4. Competition Commission concerns

Although Government originally assured FASA that the Competition Act was never intended to apply to franchising, there are no provisions excluding their applicability to the franchising sector and the position has in any event subsequently changed, which has led to considerable uncertainty. The concerns of the Competition Commission have included horizontal relationship collusion; vertical relationship collusion; retail price maintenance; exclusive territories; exclusive dealing; tying of products and intellectual property rights.

Unfortunately, many of the aforementioned provisions in franchise agreements and franchise systems that concern the Competition Commission are essential to and very often the reasons for the success of the franchises. However Government has recognised that franchising is a viable route to increase its development of small to medium type businesses in South Africa and a new Franchising Act has been drafted to introduce some regulation to the franchising industry. FASA has made substantial recommendations, which are in fact not very different from what FASA’s approach and practices have been for many years, being ethical franchising and protecting the interest of both parties with a view to an on-going win-win situation, coupled with the development of franchising in general.

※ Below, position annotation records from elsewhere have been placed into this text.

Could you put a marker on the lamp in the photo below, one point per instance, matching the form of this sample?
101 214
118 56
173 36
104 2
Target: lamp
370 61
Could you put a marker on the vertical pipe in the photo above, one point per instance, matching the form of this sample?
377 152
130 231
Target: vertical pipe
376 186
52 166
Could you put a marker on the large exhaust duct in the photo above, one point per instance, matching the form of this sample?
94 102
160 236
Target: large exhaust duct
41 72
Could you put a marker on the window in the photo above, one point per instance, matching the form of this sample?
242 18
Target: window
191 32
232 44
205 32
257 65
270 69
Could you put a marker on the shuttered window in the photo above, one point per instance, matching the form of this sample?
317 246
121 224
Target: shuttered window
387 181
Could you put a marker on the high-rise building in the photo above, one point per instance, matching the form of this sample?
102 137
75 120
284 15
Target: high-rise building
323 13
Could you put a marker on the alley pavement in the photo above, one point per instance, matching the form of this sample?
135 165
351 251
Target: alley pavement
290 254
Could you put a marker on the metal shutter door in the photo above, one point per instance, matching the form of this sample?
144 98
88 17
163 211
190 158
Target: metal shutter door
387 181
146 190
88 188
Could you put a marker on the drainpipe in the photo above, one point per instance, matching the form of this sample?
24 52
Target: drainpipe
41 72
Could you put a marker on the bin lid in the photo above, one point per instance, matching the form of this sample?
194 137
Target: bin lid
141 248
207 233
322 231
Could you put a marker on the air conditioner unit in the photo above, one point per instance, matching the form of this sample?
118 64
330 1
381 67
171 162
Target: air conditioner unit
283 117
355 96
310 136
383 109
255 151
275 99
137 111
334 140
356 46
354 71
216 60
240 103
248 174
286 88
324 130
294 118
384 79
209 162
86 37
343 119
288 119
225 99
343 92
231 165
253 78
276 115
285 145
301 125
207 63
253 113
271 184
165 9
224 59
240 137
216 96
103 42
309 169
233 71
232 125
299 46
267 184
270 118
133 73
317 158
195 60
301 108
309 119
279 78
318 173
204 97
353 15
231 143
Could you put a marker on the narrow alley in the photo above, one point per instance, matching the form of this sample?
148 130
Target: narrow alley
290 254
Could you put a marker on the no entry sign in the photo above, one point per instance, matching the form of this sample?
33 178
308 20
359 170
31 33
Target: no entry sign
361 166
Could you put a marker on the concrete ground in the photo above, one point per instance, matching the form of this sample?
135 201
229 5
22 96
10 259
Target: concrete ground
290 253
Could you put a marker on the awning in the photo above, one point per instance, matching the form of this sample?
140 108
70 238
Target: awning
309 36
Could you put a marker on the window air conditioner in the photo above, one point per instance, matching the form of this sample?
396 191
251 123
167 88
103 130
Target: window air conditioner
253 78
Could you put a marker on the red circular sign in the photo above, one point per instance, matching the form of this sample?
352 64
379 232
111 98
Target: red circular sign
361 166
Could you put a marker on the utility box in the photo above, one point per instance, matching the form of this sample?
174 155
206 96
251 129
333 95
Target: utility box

It is essential that the Agreement properly identifies all aspects of the franchisor’s intellectual property and other proprietary rights and that these are properly protected and licensed to the franchisee. The contract should also focus on and accommodate the specific needs and requirements of the franchise operation and control the relationship between the parties in a positive and constructive manner.

A competent written Franchise Agreement is a key factor to promote and enhance a win-win situation and to protect the respective rights of the parties and the entire franchise operation.

As franchise agreements are extremely complex, legal assistance from an expert skilled in intellectual property and franchising is an essential investment that can save the franchisor huge amounts of money, time and tears.